Regulation change to allow LPAs to sell land with benefit of planning permission granted to themselves

From 23 February 2018, an LPA will be able to grant itself planning permission and sell the relevant land with the benefit of that planning permission. This small statutory change has the potential to significantly bolster LPAs’ role in facilitating development and ensuring that it is comprehensively planned.

The Town and Country Planning General (Amendment) (England) 2018 (the Amending Regulations) will remove Regulation 9  from Town and Country Planning General Regulations 1992 (the 1992 Regulations), with the effect that planning permissions granted by LPAs to themselves  will now run with the land.

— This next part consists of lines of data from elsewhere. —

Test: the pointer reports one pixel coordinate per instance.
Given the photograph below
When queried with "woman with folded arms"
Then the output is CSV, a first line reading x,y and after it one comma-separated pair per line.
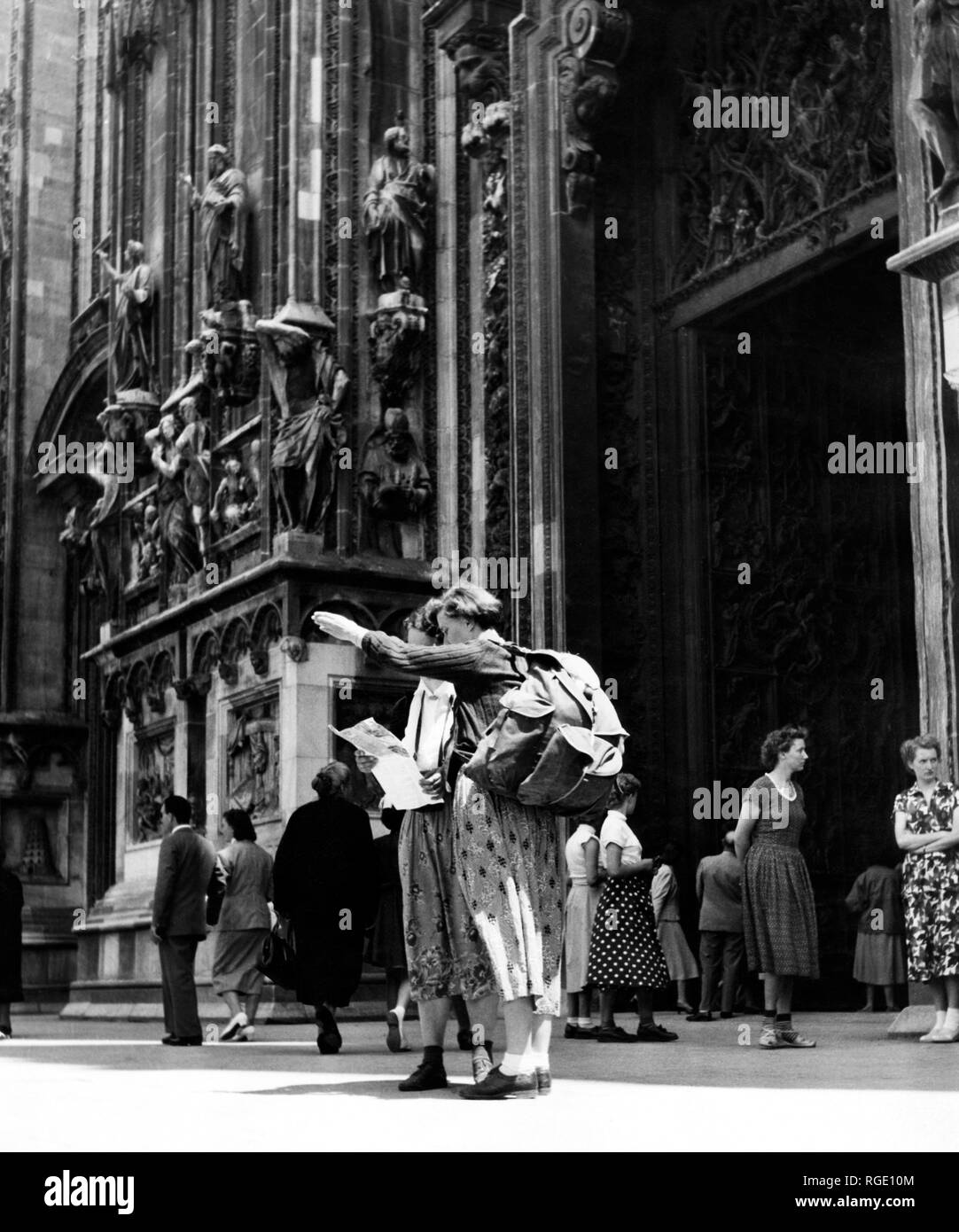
x,y
507,855
927,830
778,909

Currently, Regulation 9 provides that a planning permission (where applied for by an LPA on its own land) will be personal to the LPA and where applied for jointly, only for the benefit of LPA and the named applicant. This has severely impeded the ability of an LPA, having secured planning permission to then sell the land on with the benefit of that planning permission. This has had cost implications requiring more complex land structures to be put in place before applications for development proposals could be made.

Oddly, the Regulations do not apply to any planning permissions granted before 23 February 2018. Given that future consents will run with the land it is strange that past consents have not been similarly “liberated”.

The removal of Regulation 9 was proposed in last year’s Housing White Paper on the basis that it will save time that developers would otherwise spend securing planning permission in relation to land which they purchase from LPAs.

It should achieve this. Now the Government needs to make sure that the best consideration requirements are changed so that land can be sold on for the best use for the area rather than just for the best price.